萧玉官打了一喷嚏,没走两步,打了一个。
她揉了揉鼻子,傻笑。
诶,轩辕夙凤那小样儿,说是让她回家,可她才回来就想她了是吧?
她上手在背后交握,心情不出错地一路哼着小曲儿回家。
她居然用回家二字?灵国公府,算她个屁家啊。
那她还是回军道院练功吧,也不知道乔春丽怎样了,要不,先去给她买个礼物吧,谢她是要谢的,还有一点,她怪不好意思的,居然以为白寅喜欢她,然后大大吃醋……
呃,吃醋?她会吃白寅醋的?不至于啦,只是用词不当,刚才她还把去灵国公府说成回家呢对不对?所以她一定不会对白寅吃醋的!

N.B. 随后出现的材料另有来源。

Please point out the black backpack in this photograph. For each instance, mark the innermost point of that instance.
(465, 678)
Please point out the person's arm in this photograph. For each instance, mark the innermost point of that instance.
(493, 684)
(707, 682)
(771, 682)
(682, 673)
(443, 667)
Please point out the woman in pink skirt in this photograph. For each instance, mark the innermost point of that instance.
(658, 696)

不过,她倒是有见白寅的必要,因为她现在无法吸纳灵力,以她现在的修为,要达到想要夺取灵元,推翻轩辕皇朝的目标,还远远不够。
她需要尽快的提升自己!
想了这些,她又迅速摇头,万一白寅出来,轩辕夙凤又得遭殃了,那她可就得不偿失了。
一定会有别的办法的,一定会有!
“玉官师妹!”身后突然有人叫她。
她回头一看,脸上立刻露惊喜的笑容:“婉秋师姐,木恒师兄!”
徐婉秋跟司木恒朝她走了过来,徐婉秋说道:“司木恒说是你,我还有点不敢相信,两个月不见,你好像长高了。”
“没有吧。”
“那可能是瘦的看起来高了,我听说乔师姐说了你们在西境发生的事,也听了凤王爷的精彩战绩呃……”

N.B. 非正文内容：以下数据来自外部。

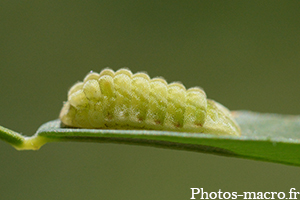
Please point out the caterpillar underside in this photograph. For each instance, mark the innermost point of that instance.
(122, 100)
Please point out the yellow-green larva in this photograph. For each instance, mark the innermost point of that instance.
(122, 100)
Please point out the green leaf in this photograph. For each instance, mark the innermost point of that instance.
(268, 137)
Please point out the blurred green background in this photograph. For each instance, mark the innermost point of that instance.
(245, 54)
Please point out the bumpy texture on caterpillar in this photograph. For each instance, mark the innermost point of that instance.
(122, 100)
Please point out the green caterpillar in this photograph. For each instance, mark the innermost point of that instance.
(122, 100)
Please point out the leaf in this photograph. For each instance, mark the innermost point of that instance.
(267, 137)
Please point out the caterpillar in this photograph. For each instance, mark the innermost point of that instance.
(122, 100)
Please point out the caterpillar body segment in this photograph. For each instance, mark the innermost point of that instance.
(122, 100)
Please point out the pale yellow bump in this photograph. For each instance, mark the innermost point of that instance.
(106, 83)
(196, 106)
(67, 114)
(124, 71)
(141, 75)
(176, 85)
(107, 72)
(91, 76)
(196, 97)
(158, 79)
(78, 99)
(75, 88)
(196, 89)
(91, 90)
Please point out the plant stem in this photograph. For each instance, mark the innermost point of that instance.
(21, 142)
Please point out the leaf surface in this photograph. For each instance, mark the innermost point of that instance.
(268, 137)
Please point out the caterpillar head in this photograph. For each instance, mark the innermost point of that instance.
(122, 100)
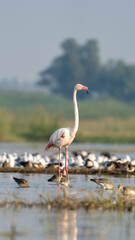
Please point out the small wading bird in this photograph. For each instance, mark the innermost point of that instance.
(128, 190)
(63, 179)
(104, 183)
(21, 182)
(63, 137)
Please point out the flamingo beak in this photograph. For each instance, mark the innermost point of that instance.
(85, 89)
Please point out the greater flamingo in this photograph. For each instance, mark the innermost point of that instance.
(63, 137)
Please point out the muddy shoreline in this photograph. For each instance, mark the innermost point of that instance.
(82, 170)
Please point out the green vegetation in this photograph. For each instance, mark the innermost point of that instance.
(35, 116)
(82, 63)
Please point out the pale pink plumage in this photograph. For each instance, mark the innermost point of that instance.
(63, 137)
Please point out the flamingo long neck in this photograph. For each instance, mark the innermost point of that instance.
(76, 123)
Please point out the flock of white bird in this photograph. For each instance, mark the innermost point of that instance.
(80, 159)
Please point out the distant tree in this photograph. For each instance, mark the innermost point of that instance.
(82, 64)
(77, 64)
(90, 60)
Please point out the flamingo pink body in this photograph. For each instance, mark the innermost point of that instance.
(63, 137)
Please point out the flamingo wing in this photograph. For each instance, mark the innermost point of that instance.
(59, 138)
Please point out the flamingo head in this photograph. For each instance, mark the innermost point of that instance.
(81, 87)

说到凤王爷,这徐婉秋才想起来当初她跟司木恒,还没去东洲,就被凤王爷拆穿的事,顿时不好意思地说:
“玉官,对不起啊,上次答应帮你隐瞒王爷去东洲出任务的事,才到槐树茶馆就被王爷知道了。”
他们这么说,萧玉官才想起来这事。
“没事的,是我麻烦你们跑一趟东洲,才是感激不尽了。”
司木恒笑道:“那抱歉都感谢都不要说了吧,怪生分的。”
“师兄说的是,对了,你们在来长安是干什么来的?什么时候回军道院,我跟你们一起回去啊。”

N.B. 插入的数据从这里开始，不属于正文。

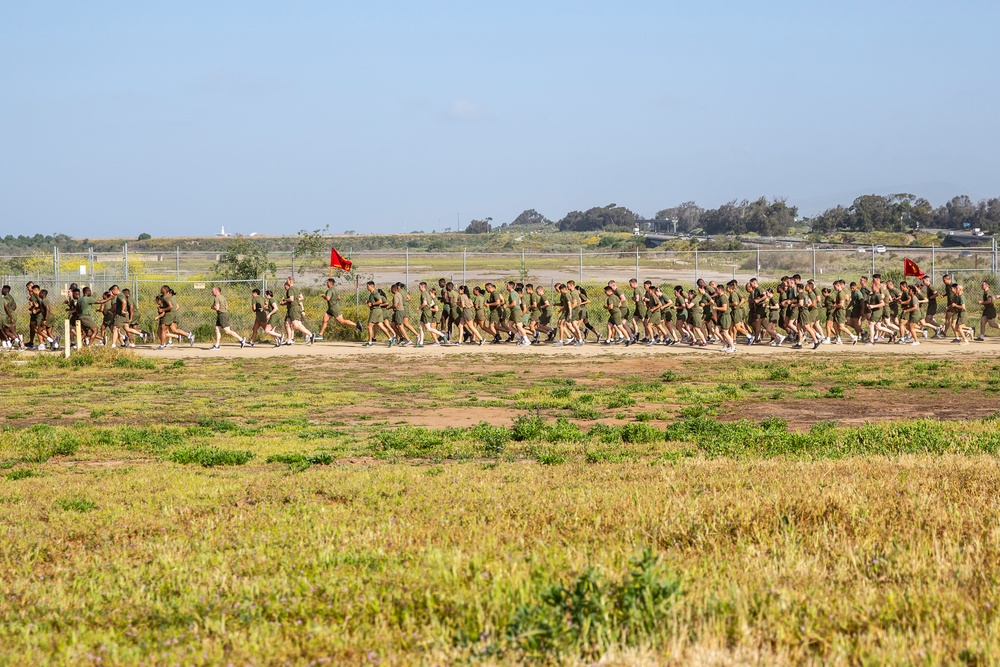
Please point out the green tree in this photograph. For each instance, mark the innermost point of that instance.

徐婉秋愣了一下,解释道:“军道院七月会放假到中元节结束,七月二十五才开始授课,师妹不知道吗?”
“她是插班生,这两个月又不在军道院,自然不知道。”说这话的是司木恒。
萧玉官就问:“那你们现在是来长安玩吗?”
据他所知,他们俩都不是长安人。
徐婉秋说道:“是我们临时接了一个委托任务,任务目标在长安,所以就过来了。”
“什么任务啊?”
“寻人,帮那位小哥寻人。”徐婉秋看向身后。
萧玉官寻着她的目光,看向了站在大街对面站着的一个不过二十岁,缠着粗布衣,背后背着一个包袱,看起来有点呆萌的小哥,正在原地等着徐婉秋他们。
“那个人有点眼熟啊,他不会是叫你们,找莲吧?”
徐婉秋与司木恒同时一愣:“你知道莲?”
“我不知道莲,但见过那位找莲的粉丝,他应该是从外地过来的吧?”
“说是从北燕来的。”
“那绝对是铁粉没跑了。”
徐婉秋不解:“什么铁粉?”
“我说他真的是很想见到莲了。”
“说是要拜师学琴。”
萧玉官想了想:“我记得,他说的莲似乎在红楼画舫,而他手上应该有块登船的贵宾牌才对,你们上红楼画舫找过了吗?”
“我们就是通过他的贵宾牌去了红楼画舫,但掌柜的说,莲根本不在画舫,其他客人可没见过莲的,但辛桑……哦,就是委托人,说他一定在,因为他听到他的琴声了。”
“然后呢?”
“然后掌柜的就没时间管我们了,让我们自己在船上吃喝玩乐,我们也接机把船上能找的地方都找了,加上辛桑自己都不知道莲长什么模样,就是从琴声找人,所以我们一无所获。”
徐婉秋说着,又转头看向那个呆萌的小哥:“但辛桑不想放弃,我也觉得他独自一人在异国他乡还挺可怜的。”
司木恒一听,心里心事不大高兴了:“为一个素未谋面的琴师,就不远千里寻来,这不叫可怜叫可笑,也不叫执着叫盲目。”
“司木恒,也不是我让你跟我一起接的任务,是你自己跟过来。”
“我不跟来,你要自己带着他找人吗?一个姑娘家跟个陌生男子这样,到底有没有警觉?”